For the Democrats the Central America issue is a confirmation hearing, and they are doing poorly.
The burden on a party that aspires to full national command is to compose a responsible opposition: to move the region toward peace without turning it to Sandinistas in Nicaragua and to the right-wing generals who may reach for power elsewhere if a ''second Cuba'' congeals in Managua.
But the Democrats are into illusion and flabbiness. You could see it in their handling of the Washington visit of Costa Rican President Oscar Arias. It cannot possibly serve Costa Rica for Arias to let the Democrats play him as their brave Latin peace-seeker standing up to the supposedly bellicose Ronald Reagan. But that is Arias's problem. The Democrats have their own problem of narrow partisanship. They are still hung up on yesterday's issue of contra aid, refusing to grant that on that one they have already all but won.

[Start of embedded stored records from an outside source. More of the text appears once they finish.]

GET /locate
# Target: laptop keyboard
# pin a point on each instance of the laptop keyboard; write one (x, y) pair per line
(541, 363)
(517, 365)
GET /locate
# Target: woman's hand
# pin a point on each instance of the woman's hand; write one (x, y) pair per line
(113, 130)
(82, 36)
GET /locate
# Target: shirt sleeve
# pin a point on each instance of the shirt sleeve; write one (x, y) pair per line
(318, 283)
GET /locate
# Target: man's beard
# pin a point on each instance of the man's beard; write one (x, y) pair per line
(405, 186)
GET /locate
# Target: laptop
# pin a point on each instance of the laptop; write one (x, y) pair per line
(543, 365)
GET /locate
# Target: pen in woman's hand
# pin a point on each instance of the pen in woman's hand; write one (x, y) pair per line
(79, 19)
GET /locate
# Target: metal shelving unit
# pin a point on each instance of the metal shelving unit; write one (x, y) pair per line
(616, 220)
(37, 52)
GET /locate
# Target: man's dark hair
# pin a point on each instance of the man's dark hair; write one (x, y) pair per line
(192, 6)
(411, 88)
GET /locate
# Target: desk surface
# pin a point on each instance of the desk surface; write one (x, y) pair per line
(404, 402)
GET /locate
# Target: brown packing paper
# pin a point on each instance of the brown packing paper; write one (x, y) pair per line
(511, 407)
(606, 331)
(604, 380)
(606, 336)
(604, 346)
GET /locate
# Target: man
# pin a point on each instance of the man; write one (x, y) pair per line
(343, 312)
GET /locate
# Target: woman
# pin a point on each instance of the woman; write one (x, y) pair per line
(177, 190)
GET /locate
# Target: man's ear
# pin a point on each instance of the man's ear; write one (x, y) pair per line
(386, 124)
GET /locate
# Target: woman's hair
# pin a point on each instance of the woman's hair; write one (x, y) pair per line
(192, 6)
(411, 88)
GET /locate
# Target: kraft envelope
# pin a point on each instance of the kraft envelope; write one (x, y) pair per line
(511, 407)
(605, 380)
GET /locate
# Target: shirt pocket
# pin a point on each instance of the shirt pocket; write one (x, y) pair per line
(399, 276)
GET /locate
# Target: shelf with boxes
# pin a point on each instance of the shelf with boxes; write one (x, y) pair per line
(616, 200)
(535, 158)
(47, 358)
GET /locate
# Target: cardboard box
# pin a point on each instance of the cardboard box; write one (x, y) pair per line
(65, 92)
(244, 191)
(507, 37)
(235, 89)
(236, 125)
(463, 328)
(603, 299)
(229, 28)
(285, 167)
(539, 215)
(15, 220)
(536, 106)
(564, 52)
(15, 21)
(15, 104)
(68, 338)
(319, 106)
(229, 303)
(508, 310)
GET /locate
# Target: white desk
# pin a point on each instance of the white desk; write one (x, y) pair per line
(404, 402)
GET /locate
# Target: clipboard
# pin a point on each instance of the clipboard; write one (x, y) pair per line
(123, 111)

Meanwhile, they evade today's issue, which is to make sure Daniel Ortega keeps his peace pledges of Aug. 7. They ignore that while Reagan's opposition possesses effective parliamentary weapons to check his ambitions, Ortega's opposition possesses no similar weapons, and that Ortega can only be held to the mark, if at all, by moral and political pressures exerted by the other Latins and reinforced by the United States.
To the Reagan administration's insistence on holding the club of contra aid over the Sandinistas, Democrats ought to respond that the way to ensure compliance is to mobilize hemispheric democratic pressure on Ortega. Is that enough? No honest person can be sure but the Democrats are not being honest. They simply thrust blame on Reagan for clinging to the faded idea of contra aid and leave the way open for a cost-free Ortega default.
Arias keeps saying -- to resounding Democratic echoes -- that contra aid hands the Sandinistas endless alibis for their depredations against liberty. He is right, but only half right. Contra aid is a crutch for the Sandinistas, but it is also a lever pressing on them, the most important reason they signed on the line on Aug. 7.
The double nature of contra aid has broad implications. For the administration, it opens an opportunity to trade off aid for Nicaragua's ending of its menacing military ties to Cuba and the Soviet Union. This vital project lies beyond the reach of the Central America peace plan and can only be tackled in American-Nicaraguan discussions of the sort Washington so far spurns. Smart Democrats would make such pursuit of the American security interest their leading cause.
To the Democrats, however, the requirement is different. If you dismiss all contras as ''mercenaries'' and ''terrorists'' -- as so many Democrats instinctively and unreflectively do, censoring out the authentic democratic element and the simple-peasant base -- then you will feel no obligation to demand that the Sandinistas ''pay'' for the ending of contra aid by making democratic reforms.
But -- whatever you feel about the contras -- if you regard contra aid as a factor of great weight in the overall equation, you will insist that the Sandinistas, in return for being freed from military threat, compensate by moving toward a more open, pluralistic society.
People will continue to argue over the absolute and relative efficacy of military pressure and moral pressure on Daniel Ortega. But the evident Democratic position -- end military pressure, apply practically no moral pressure -- is indefensible posturing.
Ortega is shamelessly playing the Congress: he gave back two human rights figures he had unjustly imprisoned to a visiting liberal Democratic senator, Tom Harkin, who was excessively grateful, and he staged a confrontation with a Republican conservative, Bob Dole, who sort of asked for it but whom Ortega would have been wiser to soothe.
Congress, especially the Democrats, ought to play Ortega. They should realize he uses them not simply to close down contra aid but to help him make peace on his own comfortable terms. Half the House Democrats wrote Reagan the other day saying his interest in contra aid could scuttle peace. Did it not occur to some of them to write Daniel Ortega saying that his interest in power could scuttle democracy? Feeling guilty isn't enough.